Management of breast cancer during pregnancy

• For pregnant women with confirmed breast cancer diagnosis, considerations and selection of optimal local and systemic therapy are similar to those in nonpregnancy associated breast cancer; however, the timing and selection of chemotherapy, endocrine therapy, and radiation therapy is different for pregnant and nonpregnant women.
• Maternal fetal medicine consultation should include a review of treatment options and the possibility of pregnancy termination.
  • In the first trimester, discuss nontherapeutic pregnancy termination ( Weak recommendation). For women who choose to continue pregnancy:
    • consider mastectomy plus axillary staging as surgical treatment (Weak recommendation)
    • if late in first trimester, may consider neoadjuvant chemotherapy to begin in the second trimester; otherwise, offer adjuvant chemotherapy in second trimester (Weak recommendation)
  • In second trimester or early third trimester, options include:
    • mastectomy or breast-conserving surgery plus axillary staging, followed by adjuvant chemotherapy (Weak recommendation)
    • neoadjuvant chemotherapy followed by mastectomy or breast-conserving surgery plus axillary staging (Weak recommendation)
  • In late third trimester, consider mastectomy or breast conserving surgery plus axillary staging, followed by adjuvant chemotherapy if indicated (Weak recommendation).

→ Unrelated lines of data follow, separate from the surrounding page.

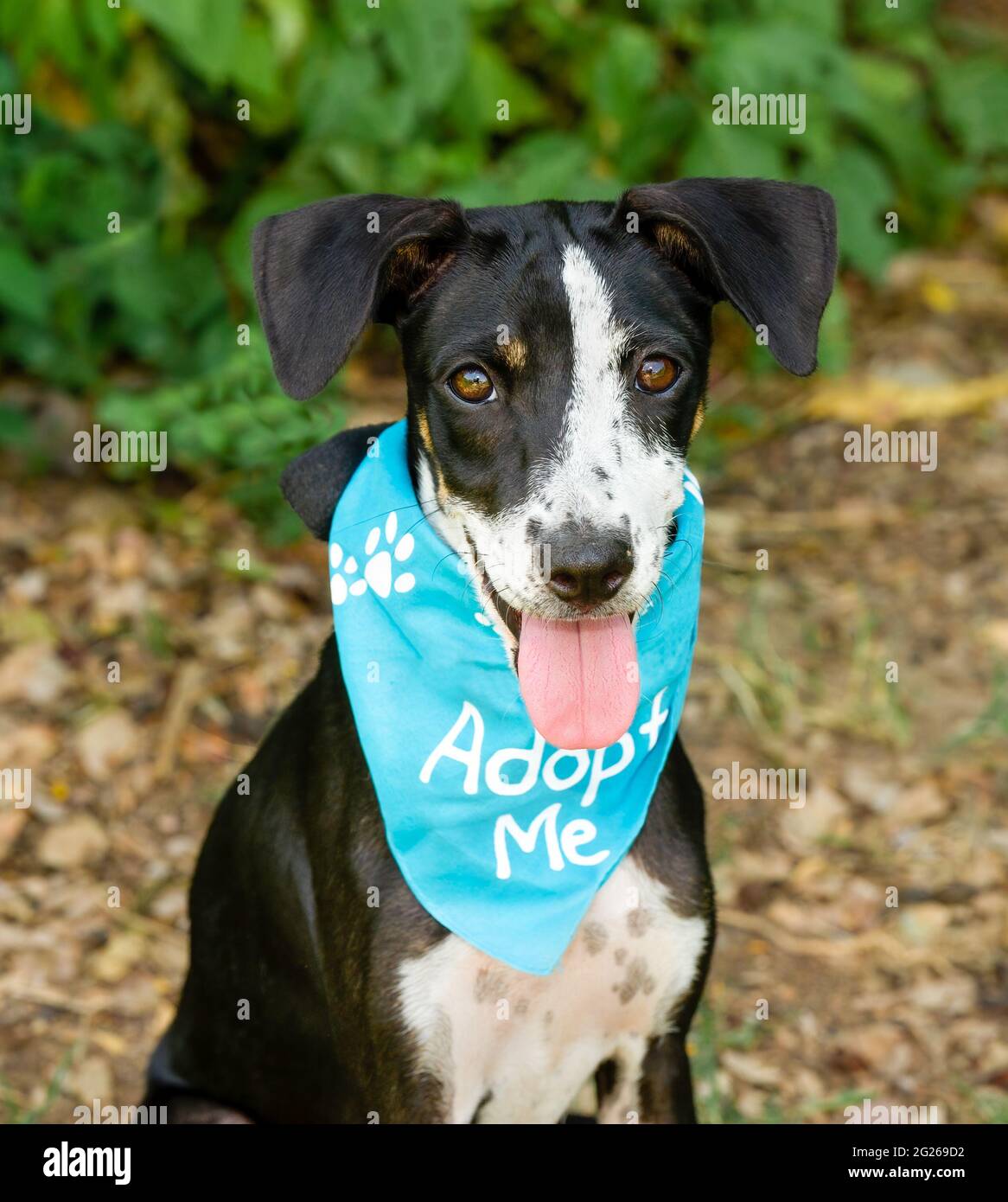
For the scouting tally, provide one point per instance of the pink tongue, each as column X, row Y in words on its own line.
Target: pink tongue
column 579, row 680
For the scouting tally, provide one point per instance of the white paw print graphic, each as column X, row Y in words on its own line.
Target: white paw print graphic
column 378, row 566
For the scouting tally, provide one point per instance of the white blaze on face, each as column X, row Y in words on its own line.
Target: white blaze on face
column 603, row 472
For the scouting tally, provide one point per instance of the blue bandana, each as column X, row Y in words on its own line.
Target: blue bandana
column 501, row 837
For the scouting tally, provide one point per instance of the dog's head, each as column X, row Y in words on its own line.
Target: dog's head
column 555, row 360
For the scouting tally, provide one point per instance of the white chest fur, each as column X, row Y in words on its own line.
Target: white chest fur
column 524, row 1045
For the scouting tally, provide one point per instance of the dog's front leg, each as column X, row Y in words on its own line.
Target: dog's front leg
column 666, row 1090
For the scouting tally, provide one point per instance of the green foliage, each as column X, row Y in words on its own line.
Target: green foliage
column 232, row 421
column 135, row 111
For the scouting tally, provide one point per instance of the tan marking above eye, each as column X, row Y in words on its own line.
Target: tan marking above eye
column 471, row 384
column 656, row 374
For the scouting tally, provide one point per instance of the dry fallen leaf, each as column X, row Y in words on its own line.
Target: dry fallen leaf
column 79, row 841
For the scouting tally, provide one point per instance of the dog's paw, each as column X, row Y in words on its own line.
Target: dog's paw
column 348, row 577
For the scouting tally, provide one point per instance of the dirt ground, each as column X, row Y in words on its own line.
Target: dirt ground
column 826, row 986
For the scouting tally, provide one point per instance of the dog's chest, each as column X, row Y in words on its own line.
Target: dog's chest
column 509, row 1047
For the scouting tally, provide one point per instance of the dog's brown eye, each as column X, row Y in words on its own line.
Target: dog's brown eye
column 471, row 384
column 657, row 373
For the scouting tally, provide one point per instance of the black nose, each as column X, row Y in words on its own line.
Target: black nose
column 589, row 571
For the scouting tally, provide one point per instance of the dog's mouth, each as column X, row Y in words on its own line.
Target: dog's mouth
column 579, row 677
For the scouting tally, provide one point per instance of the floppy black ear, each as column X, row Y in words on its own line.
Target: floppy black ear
column 769, row 248
column 314, row 481
column 324, row 271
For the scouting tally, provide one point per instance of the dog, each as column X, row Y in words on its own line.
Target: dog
column 557, row 363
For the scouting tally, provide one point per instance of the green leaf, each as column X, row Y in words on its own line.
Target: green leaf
column 427, row 42
column 204, row 33
column 973, row 96
column 732, row 150
column 24, row 286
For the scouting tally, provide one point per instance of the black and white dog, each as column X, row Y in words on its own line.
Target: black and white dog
column 572, row 429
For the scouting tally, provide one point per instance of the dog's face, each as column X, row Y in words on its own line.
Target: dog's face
column 557, row 361
column 555, row 373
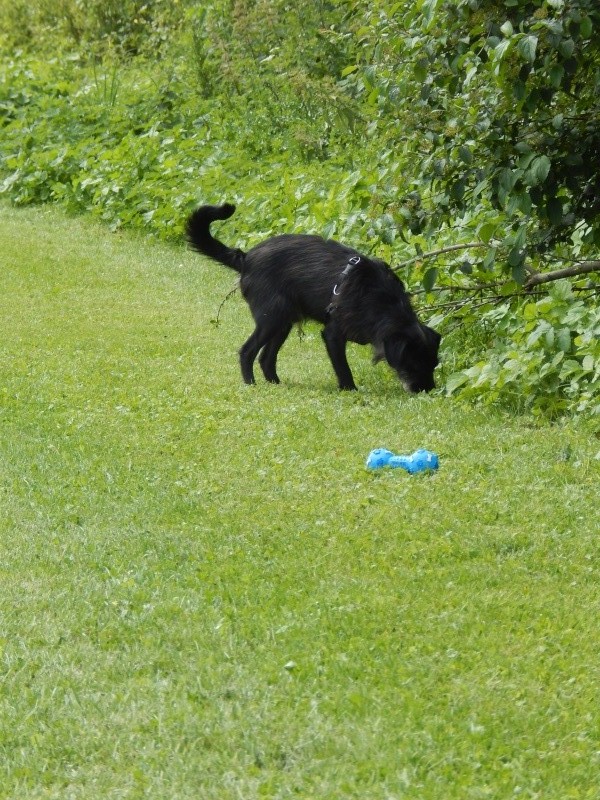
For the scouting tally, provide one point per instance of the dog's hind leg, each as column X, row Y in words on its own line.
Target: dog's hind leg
column 335, row 342
column 263, row 335
column 268, row 356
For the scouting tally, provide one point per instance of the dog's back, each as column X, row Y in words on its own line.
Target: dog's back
column 293, row 277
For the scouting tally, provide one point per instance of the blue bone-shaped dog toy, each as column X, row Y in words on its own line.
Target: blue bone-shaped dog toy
column 419, row 461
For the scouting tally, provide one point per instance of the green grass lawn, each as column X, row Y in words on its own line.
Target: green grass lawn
column 205, row 595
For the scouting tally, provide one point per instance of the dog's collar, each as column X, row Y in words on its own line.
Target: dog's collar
column 352, row 262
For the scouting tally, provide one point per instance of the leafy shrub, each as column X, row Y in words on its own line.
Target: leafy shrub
column 545, row 356
column 396, row 135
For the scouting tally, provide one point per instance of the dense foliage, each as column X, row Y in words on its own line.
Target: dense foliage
column 403, row 127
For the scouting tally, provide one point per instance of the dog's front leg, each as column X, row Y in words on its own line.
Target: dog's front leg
column 335, row 342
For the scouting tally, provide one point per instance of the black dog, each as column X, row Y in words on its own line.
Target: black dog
column 293, row 277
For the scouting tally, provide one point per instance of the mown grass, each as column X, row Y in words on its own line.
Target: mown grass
column 204, row 594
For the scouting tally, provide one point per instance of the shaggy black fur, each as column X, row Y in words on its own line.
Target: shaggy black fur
column 292, row 277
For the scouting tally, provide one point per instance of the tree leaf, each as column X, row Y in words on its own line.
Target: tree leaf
column 430, row 278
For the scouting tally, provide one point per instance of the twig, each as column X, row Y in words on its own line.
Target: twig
column 568, row 272
column 433, row 253
column 216, row 322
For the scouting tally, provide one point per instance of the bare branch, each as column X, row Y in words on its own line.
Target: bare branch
column 582, row 268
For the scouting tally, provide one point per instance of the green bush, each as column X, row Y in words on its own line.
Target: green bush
column 372, row 133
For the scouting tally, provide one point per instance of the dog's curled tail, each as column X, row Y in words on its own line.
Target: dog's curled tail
column 198, row 233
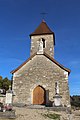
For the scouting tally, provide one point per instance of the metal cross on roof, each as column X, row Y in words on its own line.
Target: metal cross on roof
column 43, row 15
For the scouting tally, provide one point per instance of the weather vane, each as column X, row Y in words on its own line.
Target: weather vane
column 43, row 15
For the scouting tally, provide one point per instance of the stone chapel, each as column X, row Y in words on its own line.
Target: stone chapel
column 41, row 79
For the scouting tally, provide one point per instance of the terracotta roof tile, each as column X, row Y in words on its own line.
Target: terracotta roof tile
column 49, row 57
column 42, row 29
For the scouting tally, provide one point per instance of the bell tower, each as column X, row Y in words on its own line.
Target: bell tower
column 42, row 40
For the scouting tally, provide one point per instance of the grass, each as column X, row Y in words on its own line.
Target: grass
column 52, row 116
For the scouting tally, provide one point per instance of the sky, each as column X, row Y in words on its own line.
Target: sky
column 19, row 18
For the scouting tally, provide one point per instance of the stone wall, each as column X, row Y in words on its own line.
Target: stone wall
column 40, row 71
column 49, row 44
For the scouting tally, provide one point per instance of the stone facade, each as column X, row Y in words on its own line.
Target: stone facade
column 41, row 70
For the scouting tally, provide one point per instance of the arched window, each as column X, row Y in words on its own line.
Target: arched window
column 43, row 42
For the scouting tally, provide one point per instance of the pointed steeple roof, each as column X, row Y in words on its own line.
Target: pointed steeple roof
column 42, row 29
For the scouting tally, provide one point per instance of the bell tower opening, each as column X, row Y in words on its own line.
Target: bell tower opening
column 43, row 39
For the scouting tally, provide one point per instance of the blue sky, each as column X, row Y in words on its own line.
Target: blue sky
column 19, row 18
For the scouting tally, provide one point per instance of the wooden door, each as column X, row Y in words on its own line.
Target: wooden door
column 39, row 96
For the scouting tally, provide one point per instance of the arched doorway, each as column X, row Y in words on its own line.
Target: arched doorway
column 39, row 96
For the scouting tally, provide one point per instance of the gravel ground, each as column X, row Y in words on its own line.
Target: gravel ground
column 37, row 114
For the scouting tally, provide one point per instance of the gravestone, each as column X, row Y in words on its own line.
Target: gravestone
column 57, row 100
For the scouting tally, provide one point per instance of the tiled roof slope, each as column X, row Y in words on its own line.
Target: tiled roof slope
column 46, row 55
column 42, row 29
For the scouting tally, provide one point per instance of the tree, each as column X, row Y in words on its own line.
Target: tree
column 6, row 83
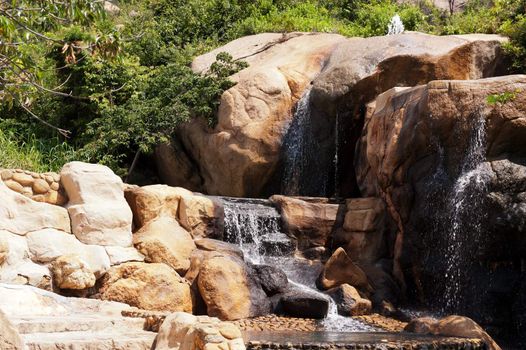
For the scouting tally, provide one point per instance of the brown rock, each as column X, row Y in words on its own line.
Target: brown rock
column 340, row 269
column 9, row 337
column 349, row 301
column 15, row 186
column 228, row 289
column 71, row 272
column 23, row 179
column 310, row 222
column 452, row 326
column 150, row 202
column 6, row 174
column 40, row 186
column 165, row 241
column 147, row 286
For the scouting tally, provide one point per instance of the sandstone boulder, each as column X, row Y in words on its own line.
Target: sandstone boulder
column 453, row 326
column 16, row 266
column 97, row 208
column 9, row 337
column 238, row 157
column 71, row 272
column 20, row 215
column 349, row 301
column 229, row 289
column 311, row 222
column 182, row 331
column 164, row 241
column 47, row 245
column 271, row 278
column 340, row 269
column 147, row 286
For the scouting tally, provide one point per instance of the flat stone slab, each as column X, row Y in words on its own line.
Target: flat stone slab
column 264, row 340
column 132, row 340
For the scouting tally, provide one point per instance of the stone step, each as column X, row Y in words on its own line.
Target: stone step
column 46, row 324
column 89, row 340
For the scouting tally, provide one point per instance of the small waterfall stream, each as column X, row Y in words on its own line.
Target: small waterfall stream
column 255, row 226
column 465, row 221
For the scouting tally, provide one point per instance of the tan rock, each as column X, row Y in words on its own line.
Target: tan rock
column 9, row 337
column 99, row 213
column 228, row 290
column 452, row 326
column 47, row 245
column 20, row 215
column 340, row 269
column 240, row 155
column 23, row 179
column 310, row 222
column 349, row 301
column 40, row 186
column 181, row 331
column 6, row 174
column 165, row 241
column 150, row 202
column 119, row 255
column 71, row 272
column 15, row 186
column 16, row 266
column 147, row 286
column 202, row 216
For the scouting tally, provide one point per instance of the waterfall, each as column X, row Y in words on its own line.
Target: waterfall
column 396, row 26
column 255, row 226
column 465, row 217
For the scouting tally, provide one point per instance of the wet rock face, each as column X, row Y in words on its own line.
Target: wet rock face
column 241, row 155
column 450, row 167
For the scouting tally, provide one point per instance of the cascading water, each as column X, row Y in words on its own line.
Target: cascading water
column 465, row 203
column 255, row 225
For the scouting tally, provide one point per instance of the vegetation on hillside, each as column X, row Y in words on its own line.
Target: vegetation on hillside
column 109, row 87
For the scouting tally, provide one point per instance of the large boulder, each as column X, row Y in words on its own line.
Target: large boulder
column 451, row 326
column 349, row 301
column 97, row 208
column 430, row 150
column 16, row 265
column 147, row 286
column 241, row 155
column 9, row 337
column 182, row 331
column 47, row 245
column 71, row 272
column 230, row 290
column 20, row 215
column 311, row 221
column 200, row 215
column 340, row 269
column 165, row 241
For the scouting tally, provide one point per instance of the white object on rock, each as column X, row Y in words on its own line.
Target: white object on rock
column 97, row 208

• Chemotherapy should not be given after week 35 of pregnancy or within 3 weeks of planned delivery to avoid potential hematologic complications during delivery.
• HER2 targeted therapy is contraindicated in pregnancy.
• Adjuvant endocrine therapy and radiation therapy should not be used during any trimester of pregnancy, but may be offered in postpartum period if indicated by disease status (Strong recommendation).